(Adnkronos) – “Gino Paoli è stato la colonna sonora della mia vita. Mi ricordo che da ragazzina, ero in campeggio a Marina di Massa e il primo ballo che feci con un ragazzino che mi piaceva tantissimo era sulle note de ‘La Gatta’. Un momento indimenticabile”. Così Iva Zanicchi ricorda con l’Adnkronos Gino Paoli, scomparso stanotte a 91 anni. “Gino – aggiunge Zanicchi – ha scritto canzoni memorabili come ‘Senza fine’ che Ornella (Vanoni, ndr) interpretò in maniera magistrale e ‘Il ‘Cielo in una stanza’, portata al successo da Mina. Però quando le cantava lui avevano un altro sapore”.
“Gino era un uomo molto scherzoso, non era, come lo descrivono, un musone – sottolinea Zanicchi – anzi. Era molto intelligente ed ironico. Ricordo che quando mi incontrava mi storpiava sempre il nome: mi chiamava ‘Zanicchiola’. E poi aveva un grande fascino: ha avuto donne bellissime, come la Sandrelli, ed era legatissimo a Ornella Vanoni, che non ha mai nascosto di averlo amato moltissimo”, conclude.

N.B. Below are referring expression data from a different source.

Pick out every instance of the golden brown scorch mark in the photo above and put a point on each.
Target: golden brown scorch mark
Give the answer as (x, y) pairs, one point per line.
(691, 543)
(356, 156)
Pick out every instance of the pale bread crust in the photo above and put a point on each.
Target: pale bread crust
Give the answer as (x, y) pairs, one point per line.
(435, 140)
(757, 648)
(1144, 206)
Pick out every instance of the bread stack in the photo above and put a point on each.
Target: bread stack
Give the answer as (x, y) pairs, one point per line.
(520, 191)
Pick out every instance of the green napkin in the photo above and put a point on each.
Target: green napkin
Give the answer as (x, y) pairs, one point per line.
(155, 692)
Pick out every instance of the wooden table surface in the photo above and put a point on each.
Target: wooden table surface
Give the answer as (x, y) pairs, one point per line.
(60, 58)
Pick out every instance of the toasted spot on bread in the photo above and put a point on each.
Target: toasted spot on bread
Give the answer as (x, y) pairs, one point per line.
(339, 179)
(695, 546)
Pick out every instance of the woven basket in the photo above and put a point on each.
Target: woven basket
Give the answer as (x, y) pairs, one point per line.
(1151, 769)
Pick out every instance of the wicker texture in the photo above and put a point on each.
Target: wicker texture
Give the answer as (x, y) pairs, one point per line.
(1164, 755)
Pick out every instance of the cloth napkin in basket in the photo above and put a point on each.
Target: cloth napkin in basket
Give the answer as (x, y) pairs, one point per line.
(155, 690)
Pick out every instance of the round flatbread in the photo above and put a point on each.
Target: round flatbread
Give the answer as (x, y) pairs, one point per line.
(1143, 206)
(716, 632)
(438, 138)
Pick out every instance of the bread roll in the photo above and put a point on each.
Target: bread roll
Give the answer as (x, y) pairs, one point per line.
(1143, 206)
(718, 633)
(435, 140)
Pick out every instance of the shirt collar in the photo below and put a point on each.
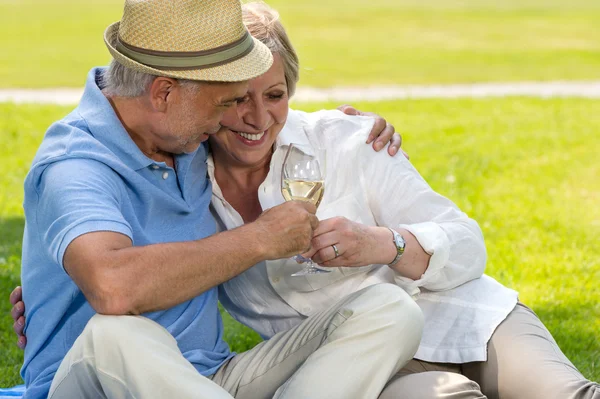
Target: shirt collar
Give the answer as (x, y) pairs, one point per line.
(105, 126)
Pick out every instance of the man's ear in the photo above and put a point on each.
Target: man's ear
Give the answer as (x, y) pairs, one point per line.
(160, 91)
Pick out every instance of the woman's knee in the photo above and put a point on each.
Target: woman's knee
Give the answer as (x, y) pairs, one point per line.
(403, 317)
(432, 385)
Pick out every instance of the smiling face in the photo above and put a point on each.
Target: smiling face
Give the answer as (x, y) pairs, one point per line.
(249, 132)
(194, 113)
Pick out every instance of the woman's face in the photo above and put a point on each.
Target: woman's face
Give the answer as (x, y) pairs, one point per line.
(250, 129)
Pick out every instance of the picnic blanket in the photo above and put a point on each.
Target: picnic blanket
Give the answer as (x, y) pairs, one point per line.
(12, 393)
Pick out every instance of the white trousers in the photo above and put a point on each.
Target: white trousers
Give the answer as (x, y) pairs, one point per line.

In collegamento con La volta buona, Iva Zanicchi ha confessato che nel suo cuore resta un rammarico: non aver mai inciso una canzone insieme a Gino Paoli. “Una volta gli chiesi di scrivere una canzone per me, mi aveva detto che lo avrebbe fatto, non è successo e mi dispiace. Ma le sue poesie sono eterne”. E ha aggiunto: “Ho invidiato tanto Ornella Vanoni, ‘Senza fine’ è una canzone che avrei tanto voluto cantare io”.